Anxiety. Just a little bit of it can leave us as tongue-tied as Tarzan. A moment of inattention, a frisson of tension, and Tarzan loses the benefit of all his careful preparation.

It happens to all of us. I was talking to a guitar-playing friend the other day, someone who – when relaxed – can play song after song from his considerable repertoire with an infectious ease. It’s as though they are baked into his bones. He was telling me about buying a guitar from another guitarist whose playing he admired so much he felt a little intimidated. “He handed me the guitar and said ‘Here you go – play as long as you like.’ and my brain froze. I couldn’t think of a thing to play.” Anxiety trumps skill and years of experience.
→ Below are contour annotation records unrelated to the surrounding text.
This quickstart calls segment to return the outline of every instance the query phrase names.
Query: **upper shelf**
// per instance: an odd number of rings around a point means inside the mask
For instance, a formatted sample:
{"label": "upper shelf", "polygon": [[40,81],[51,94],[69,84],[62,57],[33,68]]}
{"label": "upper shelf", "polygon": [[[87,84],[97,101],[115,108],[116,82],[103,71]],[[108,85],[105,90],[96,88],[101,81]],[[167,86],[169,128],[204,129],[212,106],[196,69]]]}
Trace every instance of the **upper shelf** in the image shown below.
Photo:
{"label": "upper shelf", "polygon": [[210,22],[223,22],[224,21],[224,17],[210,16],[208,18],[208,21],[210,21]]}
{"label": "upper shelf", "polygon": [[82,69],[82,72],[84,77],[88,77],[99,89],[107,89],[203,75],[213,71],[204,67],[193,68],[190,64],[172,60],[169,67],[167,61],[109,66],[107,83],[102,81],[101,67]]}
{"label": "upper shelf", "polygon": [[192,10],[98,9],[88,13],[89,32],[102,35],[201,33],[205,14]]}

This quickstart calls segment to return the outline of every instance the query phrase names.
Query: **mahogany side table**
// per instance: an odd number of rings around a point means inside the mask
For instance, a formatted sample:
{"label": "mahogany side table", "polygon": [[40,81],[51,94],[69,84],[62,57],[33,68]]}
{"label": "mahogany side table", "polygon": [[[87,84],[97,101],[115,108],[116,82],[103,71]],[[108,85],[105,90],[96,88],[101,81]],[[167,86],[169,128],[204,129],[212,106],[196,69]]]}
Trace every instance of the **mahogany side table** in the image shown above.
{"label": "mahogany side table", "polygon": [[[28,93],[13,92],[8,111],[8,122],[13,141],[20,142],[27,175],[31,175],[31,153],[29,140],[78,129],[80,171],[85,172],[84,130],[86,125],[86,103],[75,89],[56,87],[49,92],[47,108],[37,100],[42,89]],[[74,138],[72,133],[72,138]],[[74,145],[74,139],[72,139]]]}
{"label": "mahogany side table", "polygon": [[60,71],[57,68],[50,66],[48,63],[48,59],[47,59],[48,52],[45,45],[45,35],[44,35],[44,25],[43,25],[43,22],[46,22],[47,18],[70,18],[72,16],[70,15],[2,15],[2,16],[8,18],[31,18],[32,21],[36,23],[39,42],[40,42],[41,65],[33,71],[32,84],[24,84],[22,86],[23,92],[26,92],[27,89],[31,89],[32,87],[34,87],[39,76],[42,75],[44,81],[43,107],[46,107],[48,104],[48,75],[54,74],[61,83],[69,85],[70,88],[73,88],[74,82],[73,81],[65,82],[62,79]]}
On the other side of the coin, there’s me and bowling. I’ve been bowling maybe 20 times in my life, most of that with a group of developmentally disabled women who bowled by pushing a ball down a ramp. We went bowling every other week for the 4 months I worked with them. They loved going with me because I always lost, usually by about 20 points. They’d dance around and give each other high fives after I took a turn. The other day, I went bowling with some friends and had to force myself to focus enough so I wasn’t putting the kids in the next lane at risk. I had no idea a bowling ball could bounce like that, right out of the gutter.

Finding our balance

I think there’s a sweet spot: a place between not caring enough and over-caring, between accepting responsibility for my part and taking responsibility for what can’t be controlled. Over time, I’ve noticed that I sometimes avoid the over-caring by deciding to not care at all. Or pretending not to care. Or, I back away from being over-responsible by closing down: missing deadlines, not showing up. Either is a dangerous trend, and both are due to anxiety. When we are anxious, we over-prepare. Problem is, the tension we feel causes to practice the tension and anxiety we feel rather than the skill we need. That’s when it’s time to step away from the powerpoint and take a walk. Finding the balance between what’s up to us and what is beyond us is a work in progress. Nowhere is this more evident than in managing a group of people any one of which can be caught in a cycle of under-functioning or over-functioning due to anxiety. Either pole can be come a lifestyle if the underlying anxiety isn’t addressed.

Our anxious response

Training is often our response when someone doesn’t show a skill we want them to. We send people to training, they learn the skill, then they come back to work. Nothing changes. Why? Anxiety is often to blame: Theirs for not using a skill they have, and ours for thinking training will solve the problem. Let’s face it: Sometimes training is what we do when we want the problem to go away. It’s a kind of interpersonal Hail Mary play. Here’s the acid test: If you put a gun to their head, could they do it? If yes, they have the skill. That’s not what’s getting in their way. It may be anxiety that’s stopping them. Maybe they care too little, Maybe they care too much. Either way, it’s worth exploring.

I wonder – what would it be like if we could see the world this way? What if we could see the person who snaps at us, or treats us badly as anxious rather than mean or incompetent. What if we could see them as caring deeply about something and because of that trapped passion, being unable to perform in this moment? What if we could see it as situational – a bad moment, even a lifetime of bad moments – rather than personality or character-based? How would we respond if we could see through the acts we all adopt to the people within, wanting to do their baes and sometimes succeeding and other times failing. What if people say us that way? True or not, wouldn’t it be a more helpful pov?